Personally, I couldn’t see a thing wrong with a raw baby. The idea of eating a baby had certainly not become acceptable to me, but I was beginning to think ahead to the time when it would, and I was quite certain I wouldn’t mind my baby raw. Oh, I’m like anyone else, I prefer my meat cooked, but if raw was the only way my baby would come, then raw it was.

“They were out there eating this kid on the hood of their car,” Crier continued. “Each one had a leg and was going at it, and the motorcycle gang over there, Banditos, I think they call themselves, seen this and they got some upset, brothers.”

“Cause the baby was raw?’” I asked.

“I don’t think so,” Crier said. “The cycle guys have taken over in B Lot. They run the concession and keep the movies showing. They’ve appointed themselves the police officers for over there, and I figure this side of the lot is next when they get around to it.
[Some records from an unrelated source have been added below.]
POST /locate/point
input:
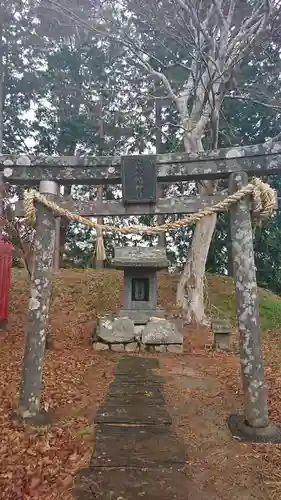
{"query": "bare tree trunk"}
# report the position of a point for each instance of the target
(2, 82)
(99, 263)
(190, 291)
(160, 187)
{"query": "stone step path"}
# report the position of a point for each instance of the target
(137, 455)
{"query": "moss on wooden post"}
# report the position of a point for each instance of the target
(254, 424)
(38, 309)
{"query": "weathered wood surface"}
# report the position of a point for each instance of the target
(181, 205)
(255, 394)
(38, 312)
(171, 167)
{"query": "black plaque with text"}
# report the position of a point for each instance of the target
(139, 179)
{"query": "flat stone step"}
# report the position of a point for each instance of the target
(129, 388)
(146, 398)
(136, 447)
(136, 364)
(167, 483)
(132, 414)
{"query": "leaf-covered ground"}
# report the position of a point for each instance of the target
(41, 463)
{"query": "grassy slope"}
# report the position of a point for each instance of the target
(93, 292)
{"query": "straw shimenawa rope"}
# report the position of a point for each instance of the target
(264, 206)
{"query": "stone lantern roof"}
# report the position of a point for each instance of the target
(140, 257)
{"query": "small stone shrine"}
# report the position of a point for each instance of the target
(141, 325)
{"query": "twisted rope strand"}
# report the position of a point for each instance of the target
(263, 198)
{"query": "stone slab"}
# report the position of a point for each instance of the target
(133, 365)
(133, 414)
(161, 332)
(115, 330)
(130, 388)
(100, 346)
(166, 483)
(141, 317)
(144, 399)
(136, 447)
(117, 347)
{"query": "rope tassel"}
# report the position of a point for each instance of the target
(264, 206)
(100, 249)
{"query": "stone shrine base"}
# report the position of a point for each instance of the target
(126, 334)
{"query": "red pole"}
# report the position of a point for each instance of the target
(5, 279)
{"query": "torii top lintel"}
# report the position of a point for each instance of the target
(261, 159)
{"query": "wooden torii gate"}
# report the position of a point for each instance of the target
(139, 176)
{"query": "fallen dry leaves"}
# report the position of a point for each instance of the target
(42, 463)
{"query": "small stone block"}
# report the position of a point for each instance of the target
(174, 348)
(242, 431)
(160, 348)
(132, 347)
(222, 342)
(161, 332)
(117, 347)
(115, 330)
(100, 346)
(221, 326)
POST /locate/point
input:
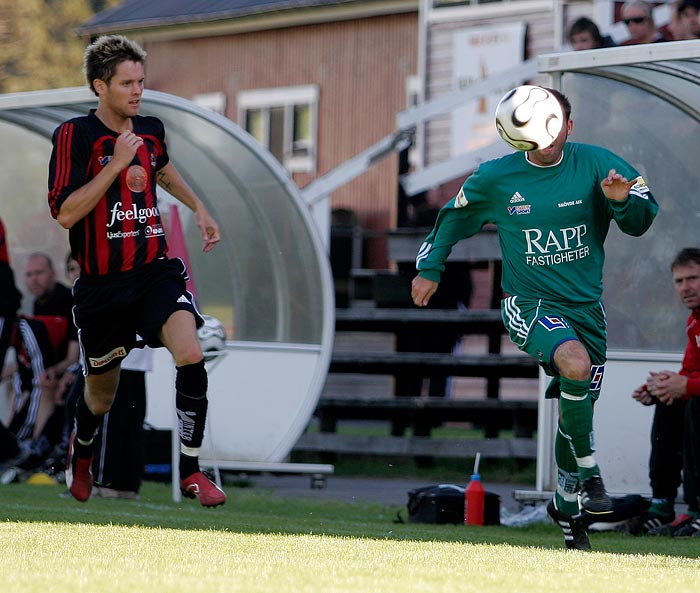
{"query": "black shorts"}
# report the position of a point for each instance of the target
(117, 313)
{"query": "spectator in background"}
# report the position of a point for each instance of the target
(584, 34)
(674, 431)
(639, 19)
(684, 23)
(52, 298)
(10, 300)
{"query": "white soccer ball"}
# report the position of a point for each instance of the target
(212, 335)
(529, 117)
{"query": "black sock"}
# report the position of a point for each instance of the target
(86, 424)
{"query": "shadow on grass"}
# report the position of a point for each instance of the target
(253, 510)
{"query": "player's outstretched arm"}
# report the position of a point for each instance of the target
(616, 187)
(171, 181)
(421, 290)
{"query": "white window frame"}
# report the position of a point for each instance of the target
(287, 98)
(213, 101)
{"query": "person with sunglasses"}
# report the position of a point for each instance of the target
(639, 19)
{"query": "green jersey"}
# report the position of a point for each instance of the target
(552, 221)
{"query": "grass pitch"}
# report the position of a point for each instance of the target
(262, 543)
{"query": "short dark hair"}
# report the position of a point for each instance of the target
(563, 101)
(688, 255)
(584, 24)
(103, 55)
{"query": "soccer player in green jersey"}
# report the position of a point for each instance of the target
(553, 209)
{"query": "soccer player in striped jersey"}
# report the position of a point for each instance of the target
(553, 208)
(103, 173)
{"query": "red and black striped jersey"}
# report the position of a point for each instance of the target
(124, 231)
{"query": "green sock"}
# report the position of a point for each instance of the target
(566, 497)
(576, 415)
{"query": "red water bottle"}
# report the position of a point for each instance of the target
(474, 496)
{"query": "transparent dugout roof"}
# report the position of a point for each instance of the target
(642, 102)
(268, 280)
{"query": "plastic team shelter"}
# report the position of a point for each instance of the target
(268, 280)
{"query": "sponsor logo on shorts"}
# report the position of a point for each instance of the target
(118, 352)
(551, 323)
(597, 372)
(518, 210)
(154, 230)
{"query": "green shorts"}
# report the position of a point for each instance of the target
(539, 327)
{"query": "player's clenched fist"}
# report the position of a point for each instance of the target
(421, 290)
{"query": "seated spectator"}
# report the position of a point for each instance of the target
(674, 432)
(584, 34)
(639, 19)
(33, 428)
(684, 23)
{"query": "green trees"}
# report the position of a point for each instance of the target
(39, 44)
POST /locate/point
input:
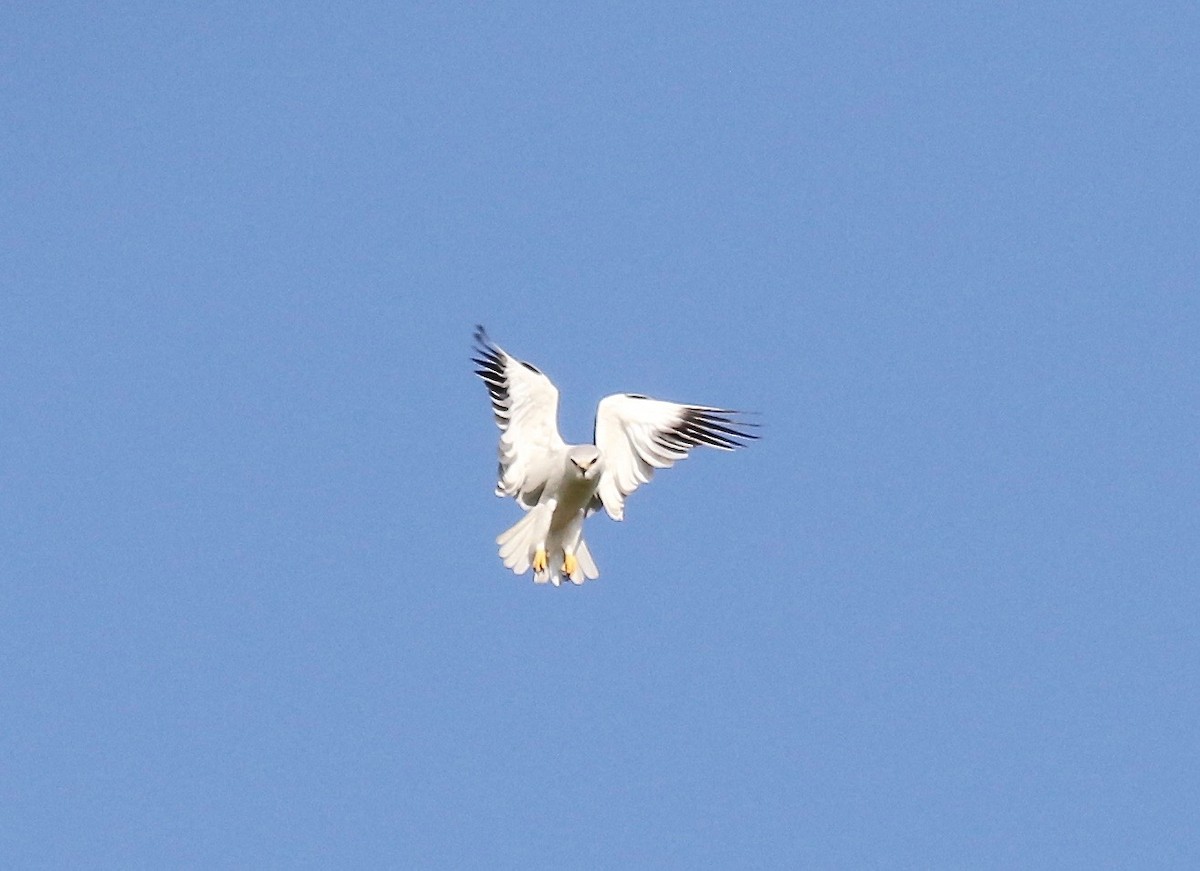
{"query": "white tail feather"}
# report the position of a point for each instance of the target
(519, 542)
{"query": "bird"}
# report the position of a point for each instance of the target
(559, 485)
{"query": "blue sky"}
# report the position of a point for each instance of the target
(942, 616)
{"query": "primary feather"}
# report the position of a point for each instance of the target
(561, 485)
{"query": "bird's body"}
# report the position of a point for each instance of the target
(561, 485)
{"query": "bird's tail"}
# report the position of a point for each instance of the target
(520, 541)
(587, 565)
(517, 542)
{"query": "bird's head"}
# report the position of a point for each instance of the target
(585, 461)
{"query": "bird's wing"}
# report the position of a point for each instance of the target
(637, 434)
(526, 407)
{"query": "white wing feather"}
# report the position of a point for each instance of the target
(526, 407)
(637, 434)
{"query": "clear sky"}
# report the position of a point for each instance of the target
(945, 613)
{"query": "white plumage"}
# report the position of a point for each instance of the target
(561, 485)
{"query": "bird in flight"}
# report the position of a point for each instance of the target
(559, 485)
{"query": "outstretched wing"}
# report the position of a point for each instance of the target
(637, 434)
(526, 407)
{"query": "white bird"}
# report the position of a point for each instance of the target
(561, 485)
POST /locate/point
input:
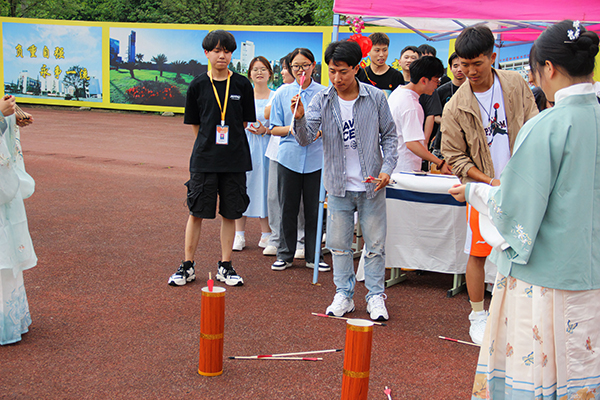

“Anyway, they got this wrecker from somebody over there, took that couple of babyeaters and hung them one at a time from the wrecker’s wench. When that was done, they tore the couple’s car apart looking for food. Found some popcorn kernels and a chocolate almond under the back seat. The corker is someone stole what was left of the kid when the bikers weren’t looking, and one of their own men got up there on the hood and started licking the spot where the baby had been. The bikers had to take him over to the wrecker and hang him too. Afterward, the bodies of the executed disappeared faster than a horny man’s conscience. Oh, they found the clothes, but not the stiffs that went in them. They watched for charcoal smoke around and about from those who brought barbecue grills, but no smoke was detected. You might say Lot B’s law enforcement was thwarted.”

“When you get some more cheerful news like that, Crier,” Bob said, “you be sure and come share it with us.”

“I will,” Crier said, winking, and he moved on.

“I think he’s a little too cheery about things,” Bob said. “Then again, maybe my sense of humor is on the blink.”